我正在尝试在本地模式下运行 Spark 示例,但得到以下堆栈跟踪:
Exception in thread "main" java.lang.NoClassDefFoundError: org/apache/spark/internal/io/HadoopMapReduceCommitProtocol
at java.lang.ClassLoader.defineClass1(Native Method)
at java.lang.ClassLoader.defineClass(ClassLoader.java:763)
at java.security.SecureClassLoader.defineClass(SecureClassLoader.java:142)
at java.net.URLClassLoader.defineClass(URLClassLoader.java:467)

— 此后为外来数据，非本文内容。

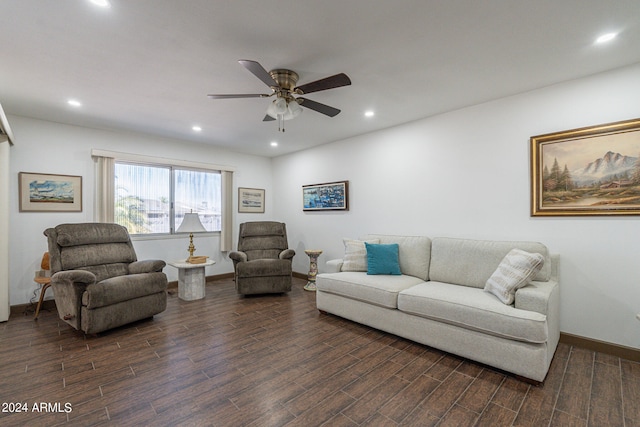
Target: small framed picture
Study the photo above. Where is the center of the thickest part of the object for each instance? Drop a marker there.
(250, 200)
(40, 192)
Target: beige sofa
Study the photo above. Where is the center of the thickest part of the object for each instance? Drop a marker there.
(439, 300)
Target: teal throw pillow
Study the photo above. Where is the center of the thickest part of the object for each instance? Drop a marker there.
(383, 259)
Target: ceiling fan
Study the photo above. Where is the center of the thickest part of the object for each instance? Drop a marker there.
(283, 82)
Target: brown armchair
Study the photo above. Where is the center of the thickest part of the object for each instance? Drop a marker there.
(262, 262)
(97, 282)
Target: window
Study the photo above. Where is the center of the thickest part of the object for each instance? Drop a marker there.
(152, 199)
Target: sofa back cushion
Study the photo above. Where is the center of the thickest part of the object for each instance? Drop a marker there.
(471, 262)
(414, 253)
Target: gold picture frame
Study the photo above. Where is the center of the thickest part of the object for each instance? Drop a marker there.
(587, 171)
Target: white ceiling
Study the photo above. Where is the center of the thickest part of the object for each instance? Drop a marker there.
(147, 65)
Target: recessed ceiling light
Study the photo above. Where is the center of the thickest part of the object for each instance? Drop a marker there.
(606, 38)
(101, 3)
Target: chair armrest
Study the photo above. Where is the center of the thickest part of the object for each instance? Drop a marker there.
(238, 256)
(68, 288)
(80, 277)
(146, 266)
(334, 265)
(287, 254)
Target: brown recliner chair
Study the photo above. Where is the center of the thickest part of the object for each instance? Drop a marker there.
(97, 282)
(262, 262)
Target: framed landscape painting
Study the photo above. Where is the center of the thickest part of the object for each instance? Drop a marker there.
(40, 192)
(250, 200)
(587, 171)
(332, 196)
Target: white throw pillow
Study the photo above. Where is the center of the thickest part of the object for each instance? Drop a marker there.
(355, 254)
(515, 271)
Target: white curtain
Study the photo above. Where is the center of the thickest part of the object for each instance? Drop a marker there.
(105, 196)
(105, 191)
(226, 232)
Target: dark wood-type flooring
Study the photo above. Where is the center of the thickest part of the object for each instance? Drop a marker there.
(275, 360)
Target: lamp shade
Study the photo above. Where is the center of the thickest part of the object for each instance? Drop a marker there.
(191, 224)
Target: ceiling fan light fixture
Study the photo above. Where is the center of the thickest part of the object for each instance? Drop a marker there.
(294, 108)
(280, 105)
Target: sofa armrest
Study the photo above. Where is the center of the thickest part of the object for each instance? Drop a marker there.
(334, 265)
(537, 296)
(146, 266)
(287, 254)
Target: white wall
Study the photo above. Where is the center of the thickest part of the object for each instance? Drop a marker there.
(466, 174)
(46, 147)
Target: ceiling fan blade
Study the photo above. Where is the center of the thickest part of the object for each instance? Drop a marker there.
(258, 71)
(331, 82)
(240, 95)
(320, 108)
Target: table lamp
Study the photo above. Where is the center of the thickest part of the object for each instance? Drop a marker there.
(191, 224)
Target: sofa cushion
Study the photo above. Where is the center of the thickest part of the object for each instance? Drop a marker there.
(414, 253)
(378, 290)
(471, 262)
(474, 309)
(382, 259)
(355, 254)
(515, 271)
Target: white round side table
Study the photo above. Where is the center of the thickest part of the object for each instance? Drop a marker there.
(313, 269)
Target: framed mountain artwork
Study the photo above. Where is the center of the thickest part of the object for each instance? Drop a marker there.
(587, 171)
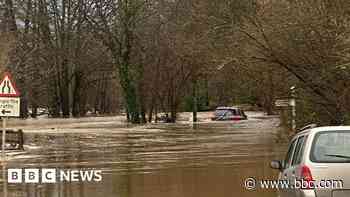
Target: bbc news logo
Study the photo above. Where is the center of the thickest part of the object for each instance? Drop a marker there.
(35, 175)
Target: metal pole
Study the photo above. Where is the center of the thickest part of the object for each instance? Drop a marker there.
(4, 179)
(294, 114)
(3, 138)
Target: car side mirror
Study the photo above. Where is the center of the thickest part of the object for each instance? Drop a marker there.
(277, 165)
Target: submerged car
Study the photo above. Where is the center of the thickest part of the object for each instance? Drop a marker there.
(317, 163)
(229, 113)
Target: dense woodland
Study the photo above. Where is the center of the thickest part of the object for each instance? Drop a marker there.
(142, 57)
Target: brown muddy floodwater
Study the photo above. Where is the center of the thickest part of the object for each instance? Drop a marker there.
(157, 160)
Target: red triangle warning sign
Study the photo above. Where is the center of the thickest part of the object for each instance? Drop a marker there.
(7, 87)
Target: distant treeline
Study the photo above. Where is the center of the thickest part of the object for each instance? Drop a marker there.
(149, 56)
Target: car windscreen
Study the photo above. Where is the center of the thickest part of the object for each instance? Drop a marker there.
(331, 147)
(225, 112)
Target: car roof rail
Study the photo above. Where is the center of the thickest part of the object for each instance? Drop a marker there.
(309, 126)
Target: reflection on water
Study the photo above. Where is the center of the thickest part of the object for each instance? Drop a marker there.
(155, 160)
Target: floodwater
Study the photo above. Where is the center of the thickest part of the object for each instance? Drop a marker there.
(210, 159)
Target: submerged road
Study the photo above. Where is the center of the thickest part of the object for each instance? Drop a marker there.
(210, 159)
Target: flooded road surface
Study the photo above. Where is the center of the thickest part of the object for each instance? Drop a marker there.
(211, 159)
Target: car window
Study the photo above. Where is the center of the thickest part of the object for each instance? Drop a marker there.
(331, 147)
(221, 112)
(289, 155)
(299, 150)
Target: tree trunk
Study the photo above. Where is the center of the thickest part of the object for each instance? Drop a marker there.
(194, 100)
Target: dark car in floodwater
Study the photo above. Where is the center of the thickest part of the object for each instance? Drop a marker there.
(229, 113)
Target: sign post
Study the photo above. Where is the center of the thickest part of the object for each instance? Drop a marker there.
(9, 106)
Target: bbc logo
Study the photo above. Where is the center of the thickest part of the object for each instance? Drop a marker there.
(31, 176)
(46, 175)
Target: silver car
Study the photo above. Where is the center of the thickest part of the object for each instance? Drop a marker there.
(317, 164)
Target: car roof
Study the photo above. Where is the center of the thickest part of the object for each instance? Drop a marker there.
(227, 108)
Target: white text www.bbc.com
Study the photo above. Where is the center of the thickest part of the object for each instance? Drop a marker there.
(253, 184)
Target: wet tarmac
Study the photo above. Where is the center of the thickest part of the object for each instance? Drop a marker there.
(210, 159)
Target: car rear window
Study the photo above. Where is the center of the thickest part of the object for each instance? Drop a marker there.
(225, 112)
(331, 147)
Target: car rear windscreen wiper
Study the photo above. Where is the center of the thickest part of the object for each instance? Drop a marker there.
(339, 156)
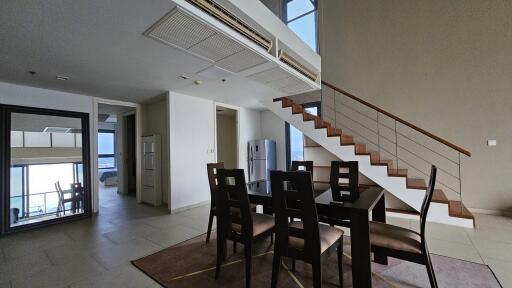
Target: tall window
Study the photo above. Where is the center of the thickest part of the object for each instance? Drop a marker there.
(301, 18)
(106, 149)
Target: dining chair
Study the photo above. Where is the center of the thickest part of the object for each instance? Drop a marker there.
(307, 239)
(212, 169)
(235, 219)
(302, 166)
(61, 208)
(77, 194)
(406, 244)
(344, 184)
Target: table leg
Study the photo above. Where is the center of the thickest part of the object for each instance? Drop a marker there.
(379, 214)
(361, 254)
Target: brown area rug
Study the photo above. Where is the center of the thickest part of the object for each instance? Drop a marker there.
(192, 264)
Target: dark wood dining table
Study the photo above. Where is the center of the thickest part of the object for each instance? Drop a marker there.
(369, 206)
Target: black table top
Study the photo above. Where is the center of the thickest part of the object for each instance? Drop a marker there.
(366, 201)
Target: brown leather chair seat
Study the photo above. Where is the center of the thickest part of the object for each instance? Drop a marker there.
(261, 223)
(394, 237)
(328, 236)
(236, 211)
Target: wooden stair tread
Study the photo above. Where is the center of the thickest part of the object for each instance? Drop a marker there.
(401, 211)
(457, 209)
(397, 172)
(360, 148)
(439, 197)
(416, 183)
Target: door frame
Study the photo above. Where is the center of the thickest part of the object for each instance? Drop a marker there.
(94, 150)
(5, 111)
(317, 104)
(237, 119)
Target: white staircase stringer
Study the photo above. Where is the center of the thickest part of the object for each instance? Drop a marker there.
(438, 212)
(378, 174)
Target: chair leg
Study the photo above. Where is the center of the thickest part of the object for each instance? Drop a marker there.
(225, 256)
(340, 262)
(248, 262)
(221, 247)
(210, 223)
(275, 268)
(317, 272)
(430, 271)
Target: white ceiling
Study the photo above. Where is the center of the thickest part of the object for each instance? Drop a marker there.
(99, 45)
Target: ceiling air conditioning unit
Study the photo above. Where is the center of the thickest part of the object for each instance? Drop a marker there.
(230, 20)
(297, 66)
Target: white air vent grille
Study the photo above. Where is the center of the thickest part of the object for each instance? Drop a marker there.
(180, 29)
(216, 47)
(241, 61)
(281, 80)
(290, 61)
(232, 21)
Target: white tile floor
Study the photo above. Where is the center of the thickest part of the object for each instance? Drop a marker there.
(97, 252)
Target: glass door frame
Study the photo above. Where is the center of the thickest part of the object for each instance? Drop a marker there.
(5, 165)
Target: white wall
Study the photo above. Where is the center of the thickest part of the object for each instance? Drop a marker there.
(443, 65)
(191, 148)
(192, 142)
(273, 127)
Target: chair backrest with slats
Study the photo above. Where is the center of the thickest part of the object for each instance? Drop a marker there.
(232, 202)
(302, 166)
(212, 169)
(292, 197)
(344, 185)
(426, 201)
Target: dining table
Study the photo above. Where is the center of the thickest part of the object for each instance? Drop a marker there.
(370, 206)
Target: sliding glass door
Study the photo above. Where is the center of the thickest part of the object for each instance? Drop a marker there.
(45, 167)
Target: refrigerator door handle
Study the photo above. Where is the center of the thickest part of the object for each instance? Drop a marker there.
(250, 161)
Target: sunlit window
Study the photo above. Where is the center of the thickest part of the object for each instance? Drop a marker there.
(301, 18)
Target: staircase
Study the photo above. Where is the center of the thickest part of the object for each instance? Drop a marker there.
(383, 172)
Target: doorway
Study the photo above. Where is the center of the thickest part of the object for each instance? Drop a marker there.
(295, 138)
(227, 136)
(116, 153)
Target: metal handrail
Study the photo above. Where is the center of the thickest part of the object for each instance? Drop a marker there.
(45, 203)
(382, 111)
(400, 136)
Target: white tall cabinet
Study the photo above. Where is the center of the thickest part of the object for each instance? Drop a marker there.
(151, 170)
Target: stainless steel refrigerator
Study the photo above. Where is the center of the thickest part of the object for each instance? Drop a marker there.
(262, 159)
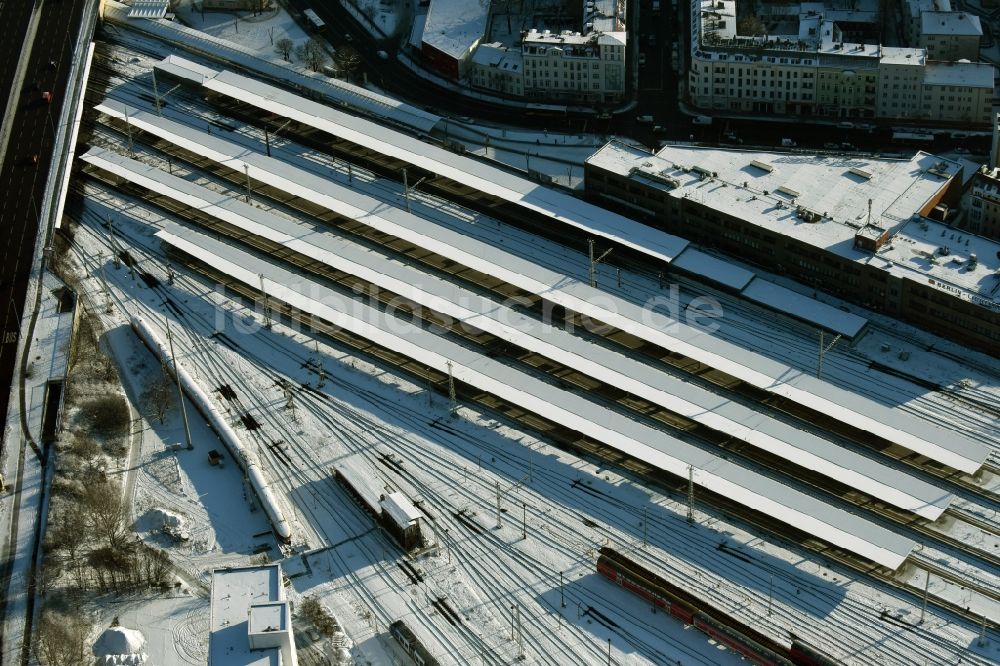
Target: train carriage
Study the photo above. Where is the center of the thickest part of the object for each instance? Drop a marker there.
(740, 638)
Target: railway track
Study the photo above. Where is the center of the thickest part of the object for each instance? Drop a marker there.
(854, 565)
(901, 521)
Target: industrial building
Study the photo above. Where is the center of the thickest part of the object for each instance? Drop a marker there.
(251, 621)
(861, 228)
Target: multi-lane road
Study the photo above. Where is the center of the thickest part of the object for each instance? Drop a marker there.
(37, 51)
(31, 124)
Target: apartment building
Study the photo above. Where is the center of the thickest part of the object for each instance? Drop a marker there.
(912, 9)
(574, 67)
(981, 205)
(564, 66)
(950, 35)
(498, 68)
(815, 72)
(858, 228)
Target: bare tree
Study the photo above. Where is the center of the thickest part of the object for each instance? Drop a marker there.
(312, 54)
(159, 397)
(62, 639)
(347, 60)
(67, 534)
(284, 47)
(105, 513)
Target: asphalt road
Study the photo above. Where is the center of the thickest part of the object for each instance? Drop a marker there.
(22, 182)
(657, 95)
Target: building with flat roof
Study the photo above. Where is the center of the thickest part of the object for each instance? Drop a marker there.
(451, 31)
(855, 226)
(809, 67)
(499, 68)
(950, 35)
(251, 621)
(981, 204)
(912, 9)
(585, 66)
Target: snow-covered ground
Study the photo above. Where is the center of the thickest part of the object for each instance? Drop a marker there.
(454, 464)
(564, 506)
(259, 33)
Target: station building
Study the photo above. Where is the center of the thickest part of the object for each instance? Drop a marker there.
(861, 228)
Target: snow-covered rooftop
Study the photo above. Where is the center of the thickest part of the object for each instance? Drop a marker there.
(455, 27)
(898, 55)
(148, 9)
(969, 74)
(918, 6)
(400, 509)
(234, 591)
(606, 16)
(473, 173)
(499, 56)
(799, 447)
(948, 447)
(655, 447)
(959, 24)
(769, 188)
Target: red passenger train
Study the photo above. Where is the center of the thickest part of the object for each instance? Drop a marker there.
(745, 641)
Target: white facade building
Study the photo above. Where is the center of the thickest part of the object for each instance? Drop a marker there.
(950, 35)
(812, 71)
(498, 68)
(575, 67)
(250, 622)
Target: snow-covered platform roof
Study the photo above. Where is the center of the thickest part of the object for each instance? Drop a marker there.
(768, 189)
(945, 446)
(654, 447)
(470, 172)
(778, 438)
(486, 178)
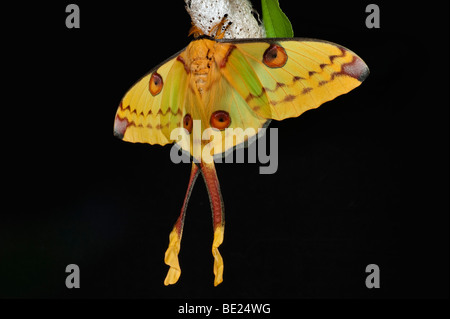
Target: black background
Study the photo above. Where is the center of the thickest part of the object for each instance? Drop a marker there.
(361, 180)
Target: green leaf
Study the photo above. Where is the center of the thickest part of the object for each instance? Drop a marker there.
(275, 21)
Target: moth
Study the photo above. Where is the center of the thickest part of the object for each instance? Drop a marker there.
(230, 83)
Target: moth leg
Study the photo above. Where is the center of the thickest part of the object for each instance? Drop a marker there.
(217, 207)
(171, 256)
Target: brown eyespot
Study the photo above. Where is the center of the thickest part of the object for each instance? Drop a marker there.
(156, 83)
(220, 120)
(187, 123)
(275, 56)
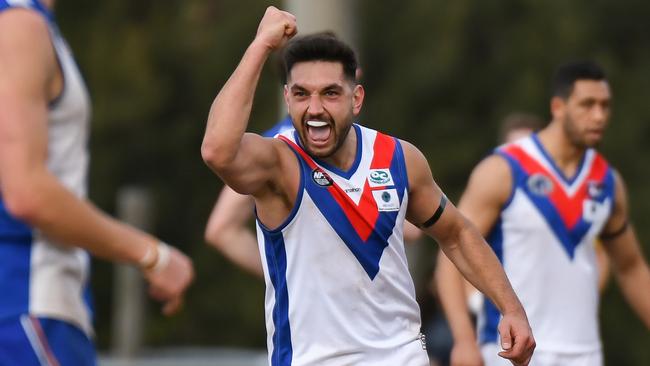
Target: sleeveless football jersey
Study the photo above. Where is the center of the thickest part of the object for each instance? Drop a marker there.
(38, 276)
(338, 286)
(544, 238)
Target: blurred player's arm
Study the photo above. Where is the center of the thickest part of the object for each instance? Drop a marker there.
(488, 188)
(227, 230)
(469, 252)
(628, 264)
(28, 82)
(246, 162)
(412, 233)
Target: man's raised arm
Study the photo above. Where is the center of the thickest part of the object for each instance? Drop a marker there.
(244, 161)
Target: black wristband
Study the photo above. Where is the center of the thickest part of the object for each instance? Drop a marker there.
(437, 214)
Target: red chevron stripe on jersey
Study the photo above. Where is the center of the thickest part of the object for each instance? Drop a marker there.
(363, 216)
(569, 208)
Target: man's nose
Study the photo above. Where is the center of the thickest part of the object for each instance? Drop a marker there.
(315, 105)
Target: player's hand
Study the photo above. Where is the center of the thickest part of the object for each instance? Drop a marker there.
(466, 353)
(517, 339)
(169, 282)
(276, 28)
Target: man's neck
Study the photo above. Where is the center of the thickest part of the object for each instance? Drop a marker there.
(344, 157)
(566, 155)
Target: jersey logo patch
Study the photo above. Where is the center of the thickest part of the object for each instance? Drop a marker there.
(386, 199)
(380, 178)
(321, 178)
(540, 184)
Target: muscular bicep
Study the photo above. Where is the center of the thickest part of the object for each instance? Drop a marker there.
(488, 189)
(256, 165)
(28, 67)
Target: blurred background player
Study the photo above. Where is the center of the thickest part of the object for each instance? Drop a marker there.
(542, 201)
(46, 224)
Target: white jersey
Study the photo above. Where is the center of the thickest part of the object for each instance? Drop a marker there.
(338, 286)
(43, 278)
(545, 239)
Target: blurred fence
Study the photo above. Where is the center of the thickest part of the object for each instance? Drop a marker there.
(191, 357)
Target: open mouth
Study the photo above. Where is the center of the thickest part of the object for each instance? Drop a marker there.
(318, 132)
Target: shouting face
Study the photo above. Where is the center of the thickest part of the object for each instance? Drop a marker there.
(585, 113)
(322, 103)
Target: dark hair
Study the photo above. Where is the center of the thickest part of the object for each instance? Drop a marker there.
(323, 46)
(567, 74)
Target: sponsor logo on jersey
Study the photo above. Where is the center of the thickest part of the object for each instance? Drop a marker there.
(386, 199)
(595, 189)
(540, 184)
(321, 178)
(380, 177)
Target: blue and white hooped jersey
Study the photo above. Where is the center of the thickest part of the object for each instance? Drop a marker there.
(37, 276)
(545, 239)
(338, 287)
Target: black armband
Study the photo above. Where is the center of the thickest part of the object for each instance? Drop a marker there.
(616, 233)
(437, 214)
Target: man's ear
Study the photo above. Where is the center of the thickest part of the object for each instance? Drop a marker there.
(286, 96)
(357, 99)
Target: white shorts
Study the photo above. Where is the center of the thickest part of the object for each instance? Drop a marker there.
(544, 358)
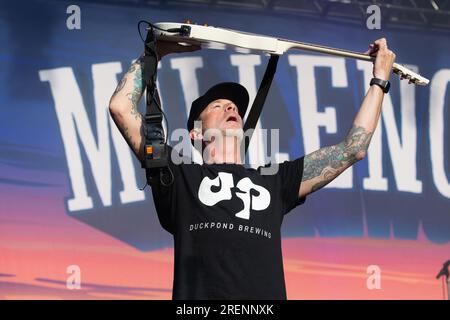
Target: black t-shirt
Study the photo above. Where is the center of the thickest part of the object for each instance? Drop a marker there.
(226, 221)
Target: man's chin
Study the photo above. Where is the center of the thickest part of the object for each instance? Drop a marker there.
(234, 132)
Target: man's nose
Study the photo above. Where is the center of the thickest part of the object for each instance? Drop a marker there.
(230, 106)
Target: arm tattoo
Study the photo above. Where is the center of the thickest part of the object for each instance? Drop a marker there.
(327, 163)
(135, 75)
(138, 88)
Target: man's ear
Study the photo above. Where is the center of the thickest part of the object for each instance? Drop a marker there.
(195, 134)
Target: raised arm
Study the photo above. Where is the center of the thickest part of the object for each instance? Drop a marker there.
(123, 105)
(324, 165)
(123, 108)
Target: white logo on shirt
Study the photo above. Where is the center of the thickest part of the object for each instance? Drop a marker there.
(246, 192)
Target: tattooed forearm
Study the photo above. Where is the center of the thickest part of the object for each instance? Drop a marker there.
(136, 93)
(327, 163)
(131, 87)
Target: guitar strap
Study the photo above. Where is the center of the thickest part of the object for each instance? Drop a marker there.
(156, 150)
(261, 95)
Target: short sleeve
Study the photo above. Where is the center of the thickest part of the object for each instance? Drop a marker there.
(290, 174)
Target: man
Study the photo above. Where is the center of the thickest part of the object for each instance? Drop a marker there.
(226, 219)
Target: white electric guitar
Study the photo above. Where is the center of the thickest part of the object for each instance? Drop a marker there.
(220, 38)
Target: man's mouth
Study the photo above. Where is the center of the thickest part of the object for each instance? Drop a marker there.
(232, 118)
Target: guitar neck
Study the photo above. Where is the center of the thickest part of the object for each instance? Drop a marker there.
(398, 69)
(207, 36)
(289, 44)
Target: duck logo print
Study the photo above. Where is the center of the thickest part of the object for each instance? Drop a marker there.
(254, 197)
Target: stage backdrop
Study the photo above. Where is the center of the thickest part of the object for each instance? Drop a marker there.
(70, 204)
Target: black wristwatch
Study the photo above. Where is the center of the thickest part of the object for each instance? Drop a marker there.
(383, 84)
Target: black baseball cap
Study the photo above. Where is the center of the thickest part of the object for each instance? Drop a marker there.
(226, 90)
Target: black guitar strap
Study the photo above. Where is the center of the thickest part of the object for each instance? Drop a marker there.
(155, 149)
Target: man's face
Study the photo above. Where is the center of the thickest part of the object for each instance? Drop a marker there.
(221, 114)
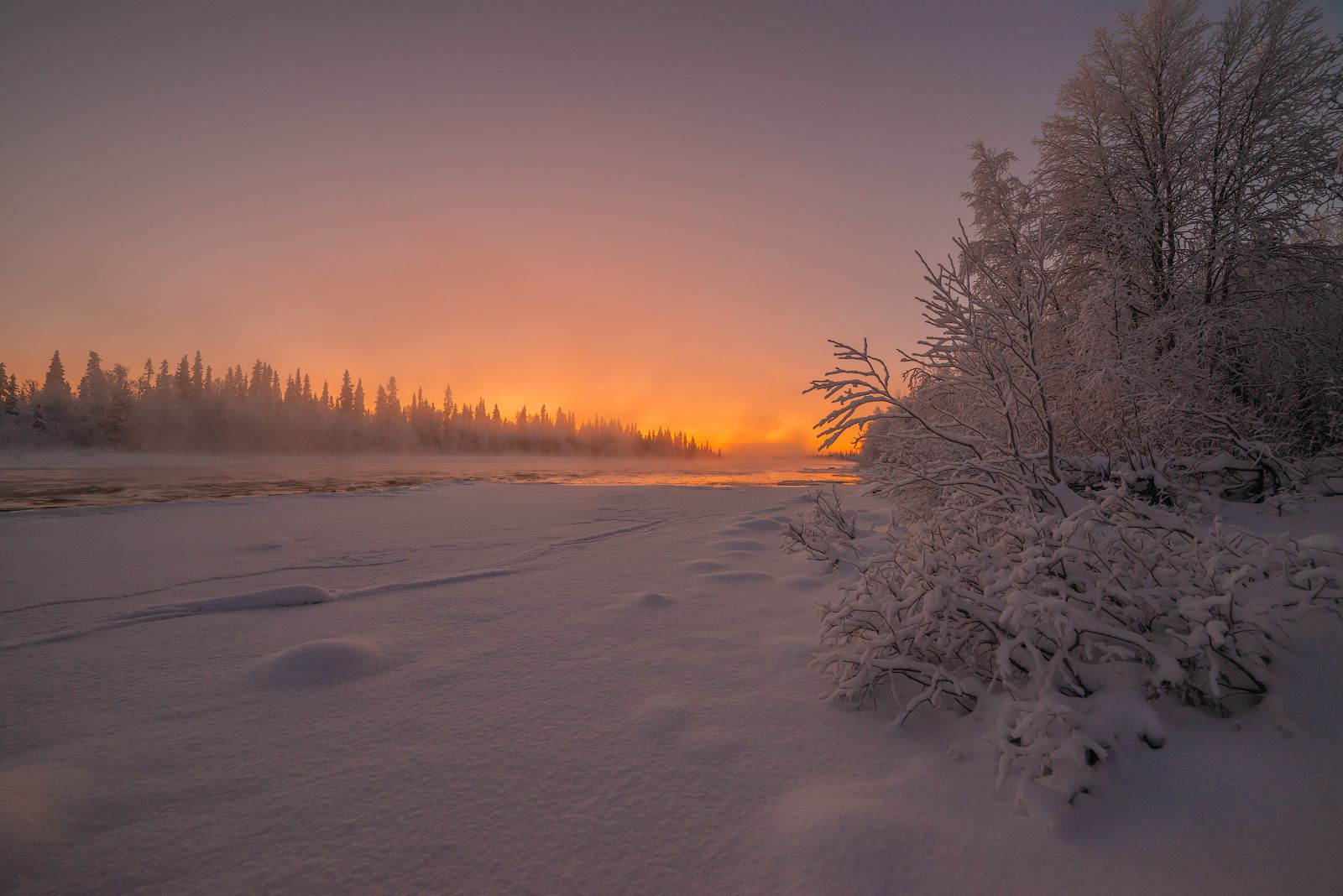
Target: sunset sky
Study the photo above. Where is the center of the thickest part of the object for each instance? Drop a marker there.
(649, 211)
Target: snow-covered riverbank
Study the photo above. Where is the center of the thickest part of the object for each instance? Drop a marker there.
(544, 688)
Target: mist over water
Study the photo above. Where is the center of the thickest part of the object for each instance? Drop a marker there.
(96, 479)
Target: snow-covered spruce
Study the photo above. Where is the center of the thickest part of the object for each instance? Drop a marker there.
(1152, 315)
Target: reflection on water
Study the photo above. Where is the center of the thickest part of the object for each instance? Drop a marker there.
(34, 482)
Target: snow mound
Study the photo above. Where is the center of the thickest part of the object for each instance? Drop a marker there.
(735, 577)
(845, 839)
(759, 524)
(651, 600)
(270, 597)
(321, 662)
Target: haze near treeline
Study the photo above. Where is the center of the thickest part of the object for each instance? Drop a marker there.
(192, 409)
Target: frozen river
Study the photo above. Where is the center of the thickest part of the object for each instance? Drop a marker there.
(91, 479)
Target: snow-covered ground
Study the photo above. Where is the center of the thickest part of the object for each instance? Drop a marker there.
(534, 688)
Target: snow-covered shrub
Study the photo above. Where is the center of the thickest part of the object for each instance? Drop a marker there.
(1152, 317)
(1060, 618)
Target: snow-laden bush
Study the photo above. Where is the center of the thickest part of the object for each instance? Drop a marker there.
(1150, 318)
(1063, 622)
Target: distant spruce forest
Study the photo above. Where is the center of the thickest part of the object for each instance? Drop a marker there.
(192, 409)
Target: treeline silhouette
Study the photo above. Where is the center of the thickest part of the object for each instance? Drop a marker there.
(192, 409)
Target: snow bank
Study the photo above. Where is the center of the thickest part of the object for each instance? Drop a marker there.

at java.net.URLClassLoader.access$100(URLClassLoader.java:73)
at java.net.URLClassLoader$1.run(URLClassLoader.java:368)
at java.net.URLClassLoader$1.run(URLClassLoader.java:362)
at java.security.AccessController.doPrivileged(Native Method)
at java.net.URLClassLoader.findClass(URLClassLoader.java:361)
at java.lang.ClassLoader.loadClass(ClassLoader.java:424)
at sun.misc.Launcher$AppClassLoader.loadClass(Launcher.java:331)
at java.lang.ClassLoader.loadClass(ClassLoader.java:357)
at org.apache.spark.sql.internal.SQLConf$.<init>(SQLConf.scala:383)
at org.apache.spark.sql.internal.SQLConf$.<clinit>(SQLConf.scala)
at org.apache.spark.sql.internal.StaticSQLConf$$anonfun$buildConf$1.apply(SQLConf.scala:930)
at org.apache.spark.sql.internal.StaticSQLConf$$anonfun$buildConf$1.apply(SQLConf.scala:928)
at org.apache.spark.internal.config.TypedConfigBuilder$$anonfun$createWithDefault$1.apply(ConfigBuilder.scala:122)
at org.apache.spark.internal.config.TypedConfigBuilder$$anonfun$createWithDefault$1.apply(ConfigBuilder.scala:122)
at scala.Option.foreach(Option.scala:257)
at org.apache.spark.internal.config.TypedConfigBuilder.createWithDefault(ConfigBuilder.scala:122)
at org.apache.spark.sql.internal.StaticSQLConf$.<init>(SQLConf.scala:937)
at org.apache.spark.sql.internal.StaticSQLConf$.<clinit>(SQLConf.scala)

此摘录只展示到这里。